Currently we have option to create rule with Access Role, but it is also asking network as well, so my suggestion if we mapped user and machine both then the network should be not compulsory. This will reduce our effort to creating rules. Above is only my suggestion for access role rule type
I like that the Compliance software blade is available for free with the Security Management server purchase, but it is free for only one year - after that, you have to buy an additional license to continue using it. I think such an important feature is vital for the management server, and should not be licensed separately. Also, the SmartConsole application used for management is currently available only for Microsoft Windows OSes. I think many administrators use macOS and Linux, so it would be nice to have native apps for these platforms as well.
It depends on the user, but all of the checkpoints need improvement. The only place I need a bit of an update, for example, is in the endpoint management. There are some policies that are embedded that you have to examine if you have sensitive users. For some applications, the default acts as a manager. However, in a system with a history of being breached or where users are given access based on their job function, we seem to have issues particularly there. The reporting should be improved in future releases. It needs to be very explicit. This is very important.

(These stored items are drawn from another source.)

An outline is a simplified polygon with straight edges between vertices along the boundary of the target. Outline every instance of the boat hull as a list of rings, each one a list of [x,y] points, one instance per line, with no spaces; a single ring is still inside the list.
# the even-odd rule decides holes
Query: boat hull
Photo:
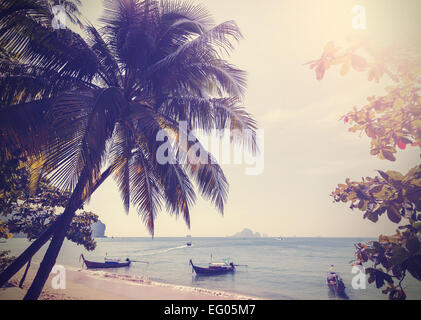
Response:
[[[330,279],[326,279],[326,285],[337,296],[345,294],[345,285],[342,279],[338,278],[335,282],[332,282]]]
[[[116,261],[107,261],[107,262],[95,262],[86,260],[83,255],[83,262],[85,263],[88,269],[110,269],[110,268],[123,268],[130,266],[131,261],[127,262],[116,262]]]
[[[202,268],[195,266],[193,262],[190,260],[190,264],[197,275],[200,276],[216,276],[221,274],[233,273],[235,271],[235,267],[231,266],[224,266],[224,267],[217,267],[217,268]]]
[[[345,293],[345,286],[343,285],[332,285],[332,284],[328,284],[327,285],[328,288],[330,289],[330,291],[334,292],[337,295],[341,295]]]

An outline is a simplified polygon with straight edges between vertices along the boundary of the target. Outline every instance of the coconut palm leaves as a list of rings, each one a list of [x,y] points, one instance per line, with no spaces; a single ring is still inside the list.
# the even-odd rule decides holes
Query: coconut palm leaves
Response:
[[[61,1],[67,17],[76,22],[77,3]],[[0,1],[0,48],[32,68],[92,80],[96,72],[94,55],[79,34],[53,29],[54,4],[49,0]]]
[[[207,161],[193,162],[176,142],[185,121],[183,134],[248,130],[233,141],[256,151],[256,123],[241,104],[245,72],[224,60],[242,37],[235,22],[214,25],[191,2],[107,0],[103,26],[82,37],[53,30],[46,3],[0,0],[2,153],[24,150],[37,159],[35,176],[65,190],[84,176],[83,199],[106,165],[126,211],[134,206],[151,234],[163,208],[190,226],[194,184],[223,213],[228,182],[216,159],[202,146]],[[161,130],[175,132],[175,162],[157,161]]]

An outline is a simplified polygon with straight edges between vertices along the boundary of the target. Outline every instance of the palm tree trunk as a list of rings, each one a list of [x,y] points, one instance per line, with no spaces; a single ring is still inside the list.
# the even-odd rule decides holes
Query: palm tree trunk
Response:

As for improvement, again, the bandwidth regulation is an issue - it is not up to my expectations. If they could improve that it would be good. In future releases I'd like to see better integration with other applications and solutions. Also, the cost of the license is too high, it's too expensive.
We had a lot of problems with the VPN blade on the solution. We sometimes have trouble with the performance of the solution. Maybe some performance tuning options could be added in a future release. There should be more visibility about which blade in your firewall is causing the latency. That would be nice as well.
The client of the management needs to be improved. The solution is a bit slow. The speed should be improved. If there is a possibility to use the URL instead of client management in a future release, that would be ideal. In the last version from 80.20, there are some issues around SSNA Diction. I would like this to be improved.
The usability of the solution could be improved.
I would like the ability to have an overview, cross-site: One portal that does all firewalls.